This function produces outlier ranking factors for a set of cases. The
methodology used for obtaining these factors is described in Section
4.4.1.3 of the book Data Mining with R (Torgo, 2010) and more details
can be obtained in Torgo (2007). The methodology is based on the
simple idea of using the information provided by an agglomerative
hierarchical clustering algorithm to infer the degree of outlyingness
of the observations. The basic assumption is that outliers should
offer "more resistance" to being clustered, i.e. being merged on large
groups of observations. The function was written to be used with the outcome of the
hclust()
R function that implements several agglomerative
clustering methods. Although in theory the methodology could be used with
any other agglomerative hierarchical clustering algorithm, the fact is
that the code of this implementation strongly depends on the data
structures produced by the hclust()
function. As such if you
wish to change the function to be able to use other clustering
algorithms you should ensure that the data structures it produces are
compatible with the requirements of our function. Specifically, your
clustering algorithm should produce a list with a component named
merge
that should be a matrix describing the merging steps of
the clustering process (see the help page of the hclust()
function for a full description of this data structure). This is the
only data structure that is required by our function and that is used
from the object returned by clustering algorithm. The diana()
clustering algorithm
also produces this type of information and thus can also be used with
our function by providing the value "diana" on the component
alg
of the list forming the parameter clus
.
There are essentially two ways of using this function. The first
consists in giving it a data set on the parameter data
and the
function will rank these observations according to their
outlyingness. The other consists in specifying two sets of data. One
is the set for which you want the outlyingness factors that should be given on the
parameter test.data
. The second set is provided on the
data
parameter and it is used to increase
the ammount of data used in the clustering process to improve the
statistical reliability of the process.
In the first way of using this function that was described above the
user can either supply the data set or the respective distance matrix.

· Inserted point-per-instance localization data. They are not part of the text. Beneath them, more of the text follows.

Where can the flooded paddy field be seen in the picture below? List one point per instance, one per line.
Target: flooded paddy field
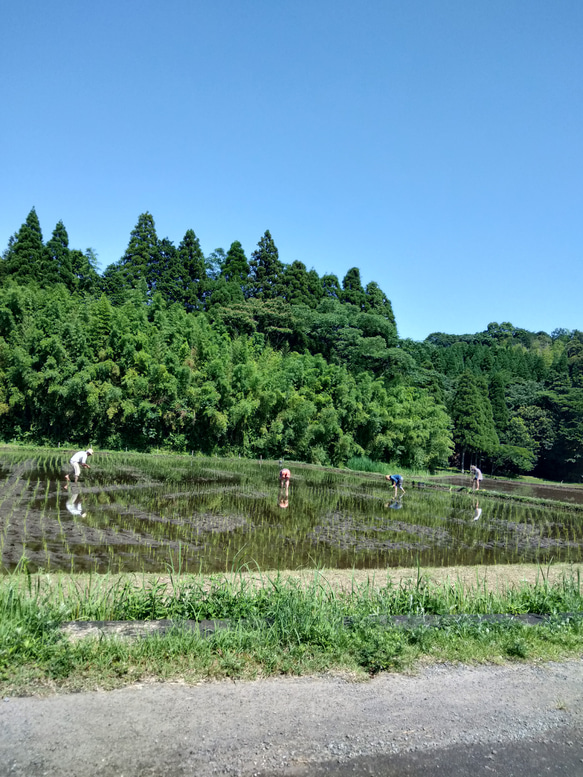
(148, 513)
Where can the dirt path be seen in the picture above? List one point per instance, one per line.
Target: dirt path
(307, 726)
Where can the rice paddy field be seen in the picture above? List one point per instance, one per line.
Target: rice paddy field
(148, 513)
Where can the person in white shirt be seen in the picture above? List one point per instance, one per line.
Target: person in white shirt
(77, 461)
(75, 507)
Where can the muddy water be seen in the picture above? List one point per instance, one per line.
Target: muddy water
(140, 513)
(560, 493)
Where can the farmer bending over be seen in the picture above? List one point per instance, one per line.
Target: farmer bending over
(77, 461)
(477, 477)
(397, 482)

If the data set is provided then the user should specify the type of
distance metric it should be used to calculate the distances between
the observations. This is done by including a distance calculation
method in the "dist" component of the list provided in parameter
clus
. This method should be a valid value of the parameter
method
of the R function dist()
(see its help for details).
This function currently implements three different methods for obtaing
outlier ranking factors from the clustering process. These are:
"linear", "sigmoid" and "sizeDiff" (the default). Irrespectively, of
this method the outlyingness factor of observation X is obtained by:
OF_H(X) = max_i of_i(X), where i represents the different merging
steps of the clustering process and it goes from 1 to N-1, where N is
the size of the data set to be clustered. The three methods differ in
the way they calculate of_i(X) for each merging step. In the "linear"

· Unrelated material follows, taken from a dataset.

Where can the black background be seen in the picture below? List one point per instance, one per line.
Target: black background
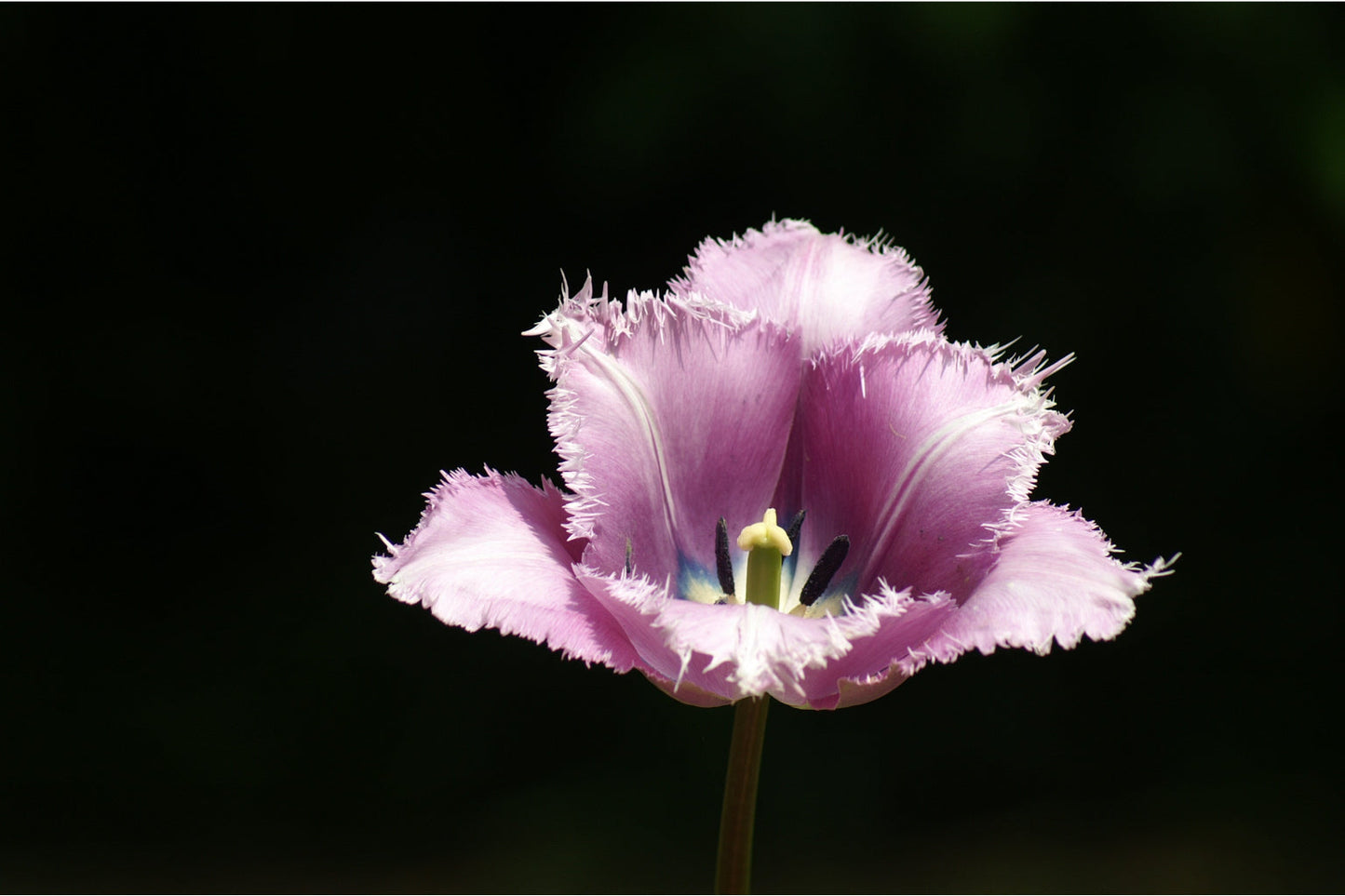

method of_i(X) = i / (N-1) * p(|g|), where g is the group to which X
belongs at the merging step i (each merging step involves two groups),
and |g| is the size of that group. The function p() is a penalization
factor depending on the size of the group. The larger this size the
smaller the value of p(), p(s) = I(s < thr) * ( 1 - (s-1) / (N-2)),
where I() is an indicator function and thr is a threshold defined as
perc*N. The user should set the value of perc by including a component
named "sz.perc" in the list provided in the parameter
method.pars
. In the "sigmoid" method of_i(X) = exp( -2 * (i -
(N-1))^2 / (N-1)^2) * p(|g|), where the p() function has the same
meaning as in the "linear" method but this time is defined as p(s) =
I(s < 2*thr) * ( 1 - exp( -4 * (s-2*thr)^2 / (2*thr)^2)). Again thr is
perc*N and the user must set the value of perc by including a component
named "sz.perc" in the list provided in the parameter
method.pars
. Finally, the method "sizeDiff" defines of_i(X) =
max ( 0, ( |g_y,i| - |g_x,i| ) / ( |g_y,i| + |g_x,i| ) ),
where g_y,i and g_x,i are the two groups involved in the merge at
step i, and g_x,i is the group which X belongs to. Note that if X
belongs to the larger of the two groups this will get X a value of
of_i() equals to zero.